8 Steps To Protect Your Cisco Router

Daniel B. Cid writes "I wrote the article '8 steps to Protect your Cisco router' (PDF). This small text gives to the reader eight steps (very easy to understand) showing how minimize your Cisco router exposure, by turning off some unused services, applying some access control lists and applying some security options available on that."

What a retarded article

This is such a retarded article. How did this make Slashdot? On a related note, check out my article, 1 step to securing Windows 2000. Block all ports.

Re:What a retarded article

Dont be stupidy! Its a basic article that can help a lot !! Much better than read 8742392 of pages to find the same thing! i liked it!

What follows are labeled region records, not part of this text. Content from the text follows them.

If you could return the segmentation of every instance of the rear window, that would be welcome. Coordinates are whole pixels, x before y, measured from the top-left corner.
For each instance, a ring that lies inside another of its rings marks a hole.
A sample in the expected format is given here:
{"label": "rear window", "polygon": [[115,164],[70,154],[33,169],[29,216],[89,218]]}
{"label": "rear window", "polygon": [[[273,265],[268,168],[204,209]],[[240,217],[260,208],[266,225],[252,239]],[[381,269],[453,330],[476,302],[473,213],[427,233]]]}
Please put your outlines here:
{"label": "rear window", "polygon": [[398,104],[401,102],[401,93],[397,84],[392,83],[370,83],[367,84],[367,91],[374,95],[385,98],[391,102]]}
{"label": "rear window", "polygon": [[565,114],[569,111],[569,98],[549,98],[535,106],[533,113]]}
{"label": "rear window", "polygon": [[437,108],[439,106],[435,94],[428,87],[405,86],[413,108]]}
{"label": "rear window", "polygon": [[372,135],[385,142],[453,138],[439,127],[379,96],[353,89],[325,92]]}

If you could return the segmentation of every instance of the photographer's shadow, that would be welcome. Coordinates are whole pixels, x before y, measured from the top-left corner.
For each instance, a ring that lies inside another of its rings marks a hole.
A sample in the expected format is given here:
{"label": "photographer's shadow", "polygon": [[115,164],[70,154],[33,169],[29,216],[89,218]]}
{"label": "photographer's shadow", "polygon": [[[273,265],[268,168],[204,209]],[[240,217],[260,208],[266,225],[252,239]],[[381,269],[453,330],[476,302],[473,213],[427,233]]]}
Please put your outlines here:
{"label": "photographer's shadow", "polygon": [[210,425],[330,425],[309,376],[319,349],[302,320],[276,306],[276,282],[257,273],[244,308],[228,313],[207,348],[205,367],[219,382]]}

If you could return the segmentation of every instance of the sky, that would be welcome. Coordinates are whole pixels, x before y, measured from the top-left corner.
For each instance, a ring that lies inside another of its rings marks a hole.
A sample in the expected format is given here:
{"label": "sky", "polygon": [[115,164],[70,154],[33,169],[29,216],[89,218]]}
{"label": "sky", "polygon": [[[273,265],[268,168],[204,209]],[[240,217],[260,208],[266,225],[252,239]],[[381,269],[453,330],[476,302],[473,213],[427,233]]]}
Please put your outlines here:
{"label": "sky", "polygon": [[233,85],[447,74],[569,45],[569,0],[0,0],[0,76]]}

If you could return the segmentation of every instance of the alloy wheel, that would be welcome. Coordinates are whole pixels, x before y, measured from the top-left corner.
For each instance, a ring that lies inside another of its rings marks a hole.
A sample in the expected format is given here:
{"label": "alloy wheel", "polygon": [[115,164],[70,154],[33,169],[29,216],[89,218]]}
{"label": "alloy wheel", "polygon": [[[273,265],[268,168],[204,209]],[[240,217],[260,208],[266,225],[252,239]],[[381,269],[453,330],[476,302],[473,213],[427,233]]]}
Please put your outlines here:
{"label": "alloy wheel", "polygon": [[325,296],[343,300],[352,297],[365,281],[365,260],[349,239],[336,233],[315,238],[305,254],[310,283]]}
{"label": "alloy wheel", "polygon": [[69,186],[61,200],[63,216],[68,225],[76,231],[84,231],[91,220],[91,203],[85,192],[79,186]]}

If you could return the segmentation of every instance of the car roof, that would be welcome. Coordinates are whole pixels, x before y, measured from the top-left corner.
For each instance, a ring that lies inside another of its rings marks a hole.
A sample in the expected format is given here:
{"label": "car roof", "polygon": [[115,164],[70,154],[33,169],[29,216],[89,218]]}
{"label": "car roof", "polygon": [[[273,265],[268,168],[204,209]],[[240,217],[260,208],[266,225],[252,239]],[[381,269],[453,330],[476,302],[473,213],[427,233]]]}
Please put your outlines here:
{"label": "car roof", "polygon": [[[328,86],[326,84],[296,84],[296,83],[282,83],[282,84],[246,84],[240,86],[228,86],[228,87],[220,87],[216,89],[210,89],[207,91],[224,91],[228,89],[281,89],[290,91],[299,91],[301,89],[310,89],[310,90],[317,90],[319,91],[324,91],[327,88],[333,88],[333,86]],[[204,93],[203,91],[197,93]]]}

Re:What a retarded article

And what did you write that was helpful to anyone?

Hey

[Izanagi]

Is this like "2 Step To Protect Your Windows Computer."

1. Turn it off.
2. Lock the room door.

Re:Hey

You forgot fdisk

Terrible

[mcco7614]

This is a shameful excuse for a security document. It may be applicable to small offices with a single router, etc. but to post it here as a be all, end all Cisco security document makes me shudder.

Step 1 to securing a Cisco device or any host for that matter is making sure you're running an OS with no blatant security vulnerabilities.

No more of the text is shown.